20 acres for UWI/Mondelez cocoa breeding programme
20 acres of the St Augustine nurseries will be used for a cocoa breeding programme being done by Mondelēz International, owner of Cadbury, and the University of the West Indies, St Augustine.
In a statement, Minister of Agriculture, Land and Fisheries, Clarence Rambharat, said Cabinet approved the lease for the programme which is being used to develop cocoa farms of the future (CFOF), made to withstand difficult climate conditions.

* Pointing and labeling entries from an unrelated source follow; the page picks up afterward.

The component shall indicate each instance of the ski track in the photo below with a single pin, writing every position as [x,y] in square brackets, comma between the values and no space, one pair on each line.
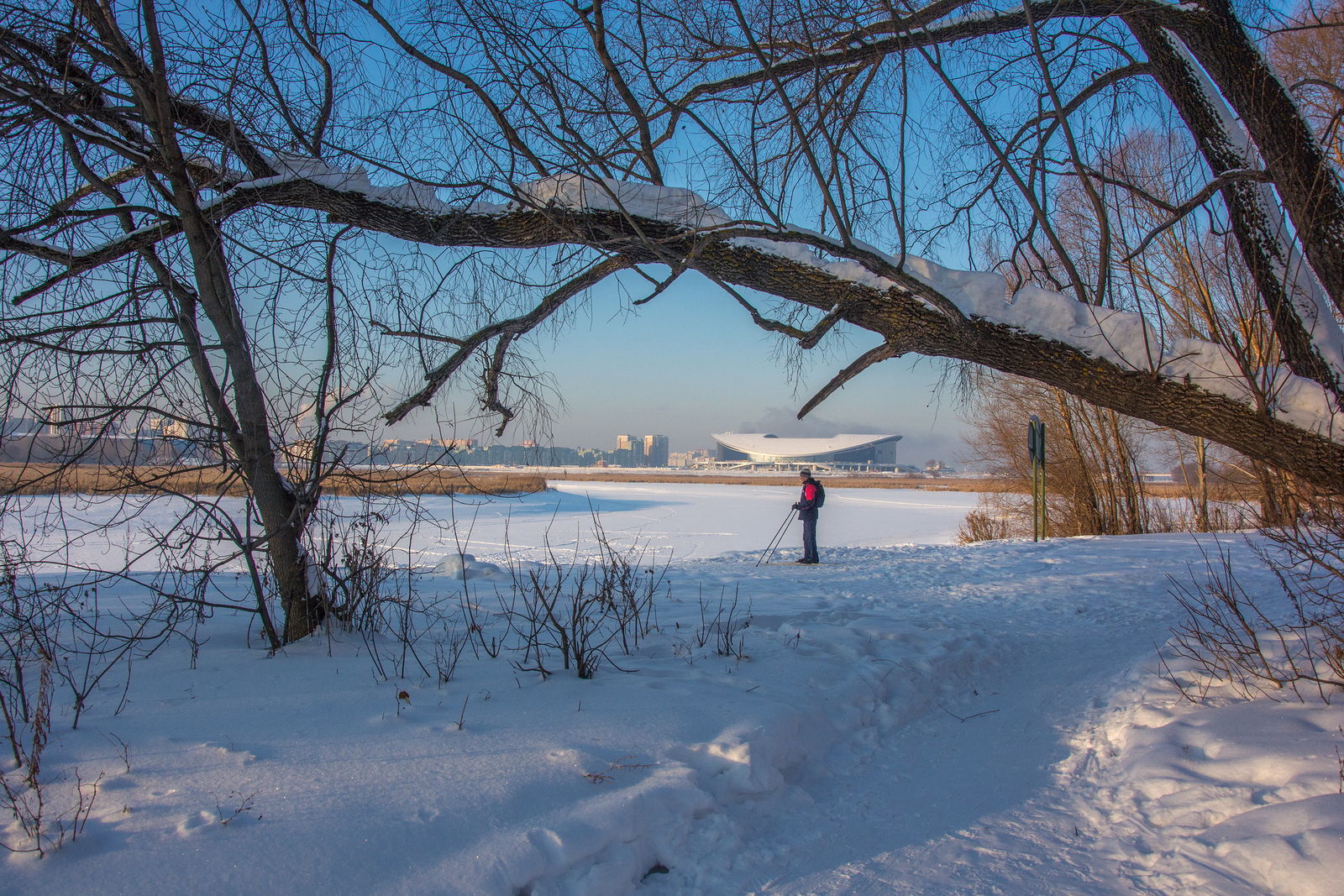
[911,719]
[958,795]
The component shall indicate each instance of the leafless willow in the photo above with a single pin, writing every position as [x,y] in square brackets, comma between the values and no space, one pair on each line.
[246,215]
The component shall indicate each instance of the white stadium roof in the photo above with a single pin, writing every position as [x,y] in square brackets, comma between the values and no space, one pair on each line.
[770,445]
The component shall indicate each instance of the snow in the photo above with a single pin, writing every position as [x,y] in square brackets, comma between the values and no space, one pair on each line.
[1126,338]
[911,716]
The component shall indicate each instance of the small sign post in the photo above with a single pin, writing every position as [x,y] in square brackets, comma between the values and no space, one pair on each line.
[1037,450]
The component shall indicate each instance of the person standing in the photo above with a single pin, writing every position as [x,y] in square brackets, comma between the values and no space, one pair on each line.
[806,506]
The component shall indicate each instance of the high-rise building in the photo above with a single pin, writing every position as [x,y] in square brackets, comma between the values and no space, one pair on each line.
[655,450]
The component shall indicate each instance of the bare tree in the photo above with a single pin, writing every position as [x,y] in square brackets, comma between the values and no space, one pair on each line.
[168,161]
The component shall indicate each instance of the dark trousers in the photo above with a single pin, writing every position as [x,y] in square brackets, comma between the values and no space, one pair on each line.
[810,539]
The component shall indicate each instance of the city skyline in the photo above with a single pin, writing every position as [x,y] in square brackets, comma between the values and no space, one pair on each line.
[692,363]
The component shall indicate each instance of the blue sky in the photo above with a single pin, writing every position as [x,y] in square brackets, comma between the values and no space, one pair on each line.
[691,363]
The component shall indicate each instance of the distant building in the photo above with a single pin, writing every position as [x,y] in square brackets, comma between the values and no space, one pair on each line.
[846,452]
[655,450]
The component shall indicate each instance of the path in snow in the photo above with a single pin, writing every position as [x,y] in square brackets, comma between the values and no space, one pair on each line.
[961,797]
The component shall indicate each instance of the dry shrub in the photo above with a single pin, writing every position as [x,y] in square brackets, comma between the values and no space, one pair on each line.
[1257,644]
[50,479]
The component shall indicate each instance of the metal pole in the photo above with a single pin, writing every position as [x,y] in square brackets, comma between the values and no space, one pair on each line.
[1037,452]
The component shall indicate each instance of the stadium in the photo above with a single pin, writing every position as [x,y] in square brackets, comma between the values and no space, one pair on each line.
[843,452]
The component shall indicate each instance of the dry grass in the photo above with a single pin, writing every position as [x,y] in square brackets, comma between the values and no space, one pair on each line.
[49,479]
[832,479]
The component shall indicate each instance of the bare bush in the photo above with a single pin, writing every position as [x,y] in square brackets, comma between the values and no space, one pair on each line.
[1258,645]
[582,609]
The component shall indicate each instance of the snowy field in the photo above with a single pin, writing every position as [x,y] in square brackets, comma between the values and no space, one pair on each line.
[909,718]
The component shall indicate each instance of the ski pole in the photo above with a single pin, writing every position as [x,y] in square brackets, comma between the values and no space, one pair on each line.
[774,542]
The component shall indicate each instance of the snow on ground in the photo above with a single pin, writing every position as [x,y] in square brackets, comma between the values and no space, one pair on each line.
[911,716]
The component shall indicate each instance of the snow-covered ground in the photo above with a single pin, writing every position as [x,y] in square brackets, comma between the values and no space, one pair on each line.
[911,716]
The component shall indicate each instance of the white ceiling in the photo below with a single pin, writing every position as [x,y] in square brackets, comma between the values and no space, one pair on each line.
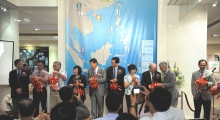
[43,18]
[46,19]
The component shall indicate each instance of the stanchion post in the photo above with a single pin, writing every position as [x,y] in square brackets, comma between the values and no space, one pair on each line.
[182,100]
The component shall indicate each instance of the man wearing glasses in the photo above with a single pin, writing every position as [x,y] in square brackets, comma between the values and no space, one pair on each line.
[38,97]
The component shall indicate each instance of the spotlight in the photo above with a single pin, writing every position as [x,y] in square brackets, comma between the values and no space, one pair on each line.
[215,3]
[5,9]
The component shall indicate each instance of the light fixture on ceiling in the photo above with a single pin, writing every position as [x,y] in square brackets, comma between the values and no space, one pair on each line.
[215,35]
[36,29]
[5,9]
[26,20]
[215,3]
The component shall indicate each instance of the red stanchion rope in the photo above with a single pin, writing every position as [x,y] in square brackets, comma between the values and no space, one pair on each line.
[94,84]
[53,82]
[188,102]
[115,86]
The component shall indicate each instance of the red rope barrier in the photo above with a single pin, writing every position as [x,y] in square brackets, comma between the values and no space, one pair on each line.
[188,103]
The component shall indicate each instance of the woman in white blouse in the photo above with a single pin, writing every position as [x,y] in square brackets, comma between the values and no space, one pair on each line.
[129,83]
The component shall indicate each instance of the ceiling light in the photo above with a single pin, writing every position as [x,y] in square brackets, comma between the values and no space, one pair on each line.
[215,3]
[36,29]
[4,9]
[26,20]
[215,35]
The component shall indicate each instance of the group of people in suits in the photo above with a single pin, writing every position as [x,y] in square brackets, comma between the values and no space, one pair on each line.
[115,74]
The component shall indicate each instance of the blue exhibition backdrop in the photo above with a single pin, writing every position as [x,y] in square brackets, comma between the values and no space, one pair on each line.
[126,29]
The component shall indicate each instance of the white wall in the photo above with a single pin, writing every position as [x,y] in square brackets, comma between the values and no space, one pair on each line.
[53,48]
[10,34]
[182,41]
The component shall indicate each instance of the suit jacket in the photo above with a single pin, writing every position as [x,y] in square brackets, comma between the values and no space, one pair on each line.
[146,79]
[205,92]
[101,79]
[83,81]
[14,84]
[169,83]
[120,77]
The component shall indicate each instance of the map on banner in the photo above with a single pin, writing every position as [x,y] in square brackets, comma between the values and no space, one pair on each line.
[103,29]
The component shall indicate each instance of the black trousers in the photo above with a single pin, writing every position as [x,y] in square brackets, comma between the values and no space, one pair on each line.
[206,106]
[121,109]
[40,97]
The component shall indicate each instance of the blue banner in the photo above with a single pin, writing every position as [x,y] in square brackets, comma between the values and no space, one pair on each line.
[103,29]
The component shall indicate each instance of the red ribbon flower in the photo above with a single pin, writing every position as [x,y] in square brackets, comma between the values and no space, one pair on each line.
[154,85]
[215,92]
[79,91]
[53,82]
[135,81]
[93,83]
[37,84]
[200,83]
[115,86]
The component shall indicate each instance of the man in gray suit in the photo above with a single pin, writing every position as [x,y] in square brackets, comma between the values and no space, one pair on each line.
[169,82]
[202,96]
[97,95]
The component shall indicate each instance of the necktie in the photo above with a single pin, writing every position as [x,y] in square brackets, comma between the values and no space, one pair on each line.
[39,74]
[114,73]
[94,72]
[201,73]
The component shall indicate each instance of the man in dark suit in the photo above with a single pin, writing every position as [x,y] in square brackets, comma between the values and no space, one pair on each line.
[150,76]
[18,81]
[97,94]
[203,96]
[115,74]
[169,82]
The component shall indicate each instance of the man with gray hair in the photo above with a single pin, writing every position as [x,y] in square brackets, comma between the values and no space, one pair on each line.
[169,82]
[61,75]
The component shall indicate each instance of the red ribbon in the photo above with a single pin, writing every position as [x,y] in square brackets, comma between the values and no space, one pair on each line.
[215,92]
[37,84]
[93,83]
[53,81]
[200,83]
[134,80]
[154,85]
[79,90]
[115,86]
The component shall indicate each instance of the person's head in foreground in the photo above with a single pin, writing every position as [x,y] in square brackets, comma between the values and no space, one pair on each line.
[126,116]
[5,117]
[66,94]
[159,100]
[63,111]
[26,108]
[113,102]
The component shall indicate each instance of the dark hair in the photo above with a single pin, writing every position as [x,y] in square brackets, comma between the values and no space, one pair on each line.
[65,93]
[202,60]
[113,101]
[117,60]
[40,61]
[26,107]
[79,69]
[160,98]
[131,67]
[94,60]
[17,61]
[63,111]
[5,117]
[126,116]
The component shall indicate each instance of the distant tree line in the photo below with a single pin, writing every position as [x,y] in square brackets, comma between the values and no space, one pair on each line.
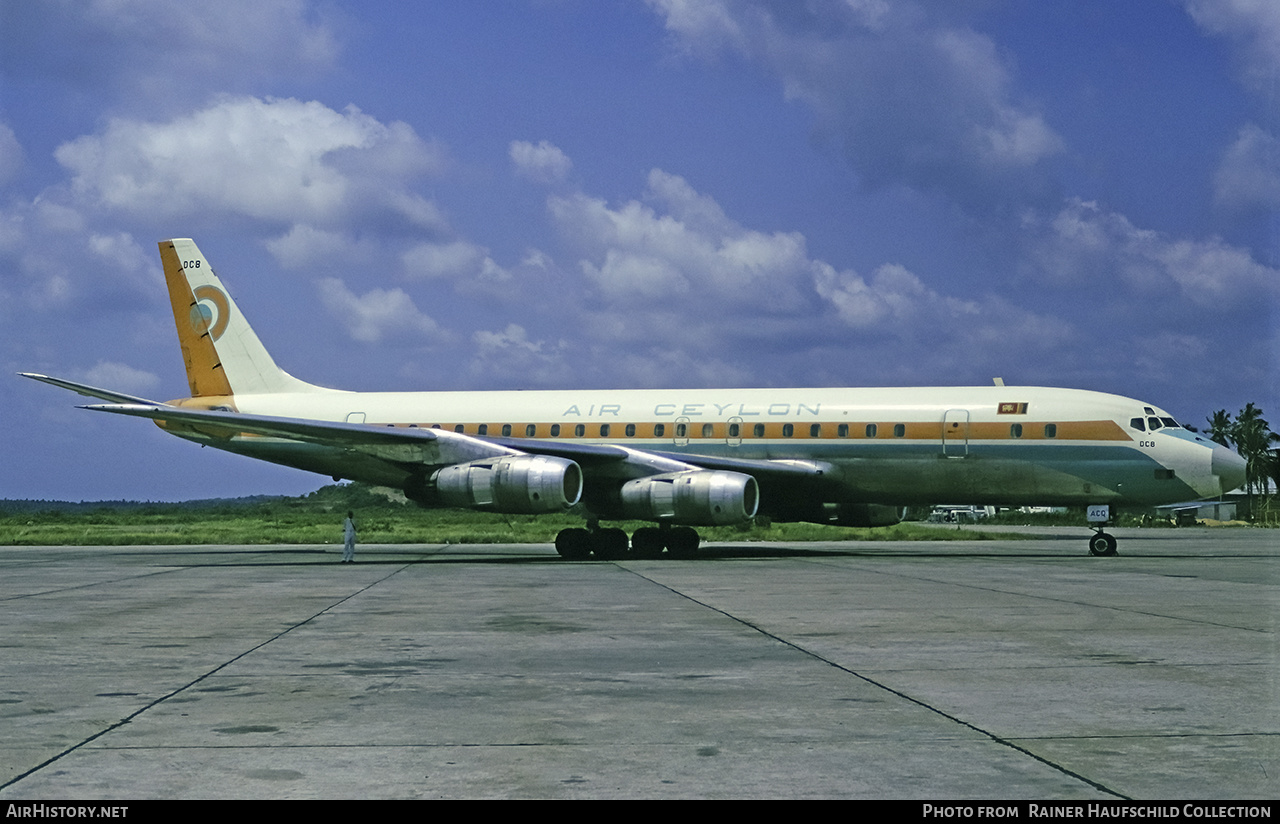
[1249,434]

Mondelēz, the largest purchaser of cocoa and cocoa products globally, seeks to use genetic research to improve cocoa strains to withstand difficult conditions.
“Mondelēz and UWI’s Cocoa Research Centre have signed on to a long-term breeding programme in Trinidad and Tobago, where the International Cocoa Genebank and the custodian institution, the Cocoa Research Centre (CRC-UWI) exist.”
“According to the CRC-UWI the prebreeding programme will develop and employ a wide range of state-of-the-art technologies (molecular markers and genomic selection tools) to identify superior genetically enhanced lines.”
“These genetically enhanced material will be transferred to the various cocoa producing countries for field testing and release.”
It’s hoped this breed will be able to withstand diseases and the impacts of climate change.
“The tree will have in-built protection against the major diseases, climate change impacts and heavy metal contamination thus reducing the agricultural risk and production costs. Achieving the model cocoa tree requires considerable breeding effort using modern technologies that do not exist in Trinidad and Tobago,” Rambharat said.
Rambharat said the development can establish the company as the leader in cocoa research.
“This programme has the potential of making Trinidad and Tobago the hub of state-of-the-art technology development in cocoa genetics and breeding, a centre for training PhD students in cutting edge technologies and a hub for global collaboration and intellectual property development,” he said.